Application: orchestration and RAG

Component Location Responsibility
KnodeRagService Services/KnodeRagService.cs BuildIndexAsync: read JSONL, filter lines, batch Gemini embed, VectorIndex.Load, PersistentIndexStore.SaveAsync. AskAsync: scope → embed question → VectorIndex.Search → build context string → GeminiClient.GenerateContentAsync.
GeminiClient Services/GeminiClient.cs HTTP to Google Generative Language API: embed + chat.
VectorIndex Services/VectorIndex.cs In-memory float[] vectors + HighlightRecord list; cosine Top-K search.
PersistentIndexStore Services/PersistentIndexStore.cs SHA-256 of corpus file + embedding model id in manifest; load/save vectors + records for skip-rebuild when unchanged.
BookScopeResolver / BookScopeResult Services/BookScope*.cs Restrict candidate highlight indices when question matches book_title substrings (configurable min length).
YearScopeResolver Services/YearScopeResolver.cs Restrict by last_accessed calendar year when question mentions 20xx.
HighlightRecord / HighlightRecordJson Services/HighlightRecord*.cs JSONL row shape; deserialize with tolerant extra keys; EmbedText / CitationLine for model + UI.
RagQueryLogger Services/RagQueryLogger.cs Optional append-only rag-YYYYMMDD.log under %LocalAppData%\Knode\logs\.

Local artifacts (Knode, not Chroma)

Artifact Role
corpus.jsonl User-supplied source of truth for highlights (path in Setup).
index/ folder Cached embeddings + metadata; safe to delete to force full re-embed.
user_settings.json Last corpus path, UI prefs (not secrets).
DPAPI blob Optional saved API key (see security doc).

Ask sequence (step by step)

  1. User submits a question (and Top-K, scopes) in MainWindow.
  2. MainWindow calls KnodeRagService.AskAsync.
  3. KnodeRagService asks BookScope / YearScope for candidate index subsets (or full corpus).
  4. KnodeRagService calls GeminiClient to embed the question.
  5. VectorIndex.Search runs Top-K cosine similarity over vectors, respecting scope filters.
  6. Service builds the prompt from retrieved passages only (citations, no extra web context).
  7. GeminiClient.GenerateContentAsync returns the answer text.
  8. UI shows the answer and optional Sources expander with retrieved excerpts and scores.
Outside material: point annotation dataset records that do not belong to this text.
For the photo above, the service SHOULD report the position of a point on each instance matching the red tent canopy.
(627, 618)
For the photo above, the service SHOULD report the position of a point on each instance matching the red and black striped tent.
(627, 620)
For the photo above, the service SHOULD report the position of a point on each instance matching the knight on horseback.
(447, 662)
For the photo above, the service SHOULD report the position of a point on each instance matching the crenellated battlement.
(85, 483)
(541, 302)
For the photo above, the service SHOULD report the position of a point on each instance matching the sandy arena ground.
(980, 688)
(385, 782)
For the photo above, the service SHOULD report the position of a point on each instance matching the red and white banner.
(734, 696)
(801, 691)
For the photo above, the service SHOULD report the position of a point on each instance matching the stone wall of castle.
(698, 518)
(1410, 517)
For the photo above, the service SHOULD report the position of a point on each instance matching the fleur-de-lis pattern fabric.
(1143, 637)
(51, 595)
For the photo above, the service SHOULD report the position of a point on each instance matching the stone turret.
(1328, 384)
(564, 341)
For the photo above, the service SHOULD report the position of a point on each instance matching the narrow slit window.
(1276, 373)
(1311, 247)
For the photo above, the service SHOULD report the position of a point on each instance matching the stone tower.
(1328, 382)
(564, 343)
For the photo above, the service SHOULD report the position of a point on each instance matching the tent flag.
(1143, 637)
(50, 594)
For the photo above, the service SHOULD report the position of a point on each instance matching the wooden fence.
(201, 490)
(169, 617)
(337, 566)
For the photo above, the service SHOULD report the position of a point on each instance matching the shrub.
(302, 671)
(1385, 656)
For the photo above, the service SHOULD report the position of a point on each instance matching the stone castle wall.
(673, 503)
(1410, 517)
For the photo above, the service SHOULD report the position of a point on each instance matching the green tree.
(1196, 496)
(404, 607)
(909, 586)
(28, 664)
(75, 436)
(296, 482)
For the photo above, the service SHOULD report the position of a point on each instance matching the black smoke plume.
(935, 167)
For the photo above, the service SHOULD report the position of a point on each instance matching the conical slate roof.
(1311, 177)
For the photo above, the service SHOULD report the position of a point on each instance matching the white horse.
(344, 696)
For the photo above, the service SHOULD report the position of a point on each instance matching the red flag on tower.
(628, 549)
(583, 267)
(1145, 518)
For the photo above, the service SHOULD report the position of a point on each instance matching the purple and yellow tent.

Optional Python stack (ChromaDB)

Same corpus.jsonl after ingest:

Use this to compare retrieval behavior or work offline from Google embed APIs; it is not bundled in KnodeSetup.exe.


Interfaces and dependencies (summary)


Revision log

Date Change
2026-04-07 Expanded for engineers: Chroma vs Knode on-disk vector index, per-component tables, tiered system context, step-by-step Ask sequence, agentic product framing vs shipped RAG loop.
2026-04-09 Replaced diagram-only sections with prose flow (public doc set).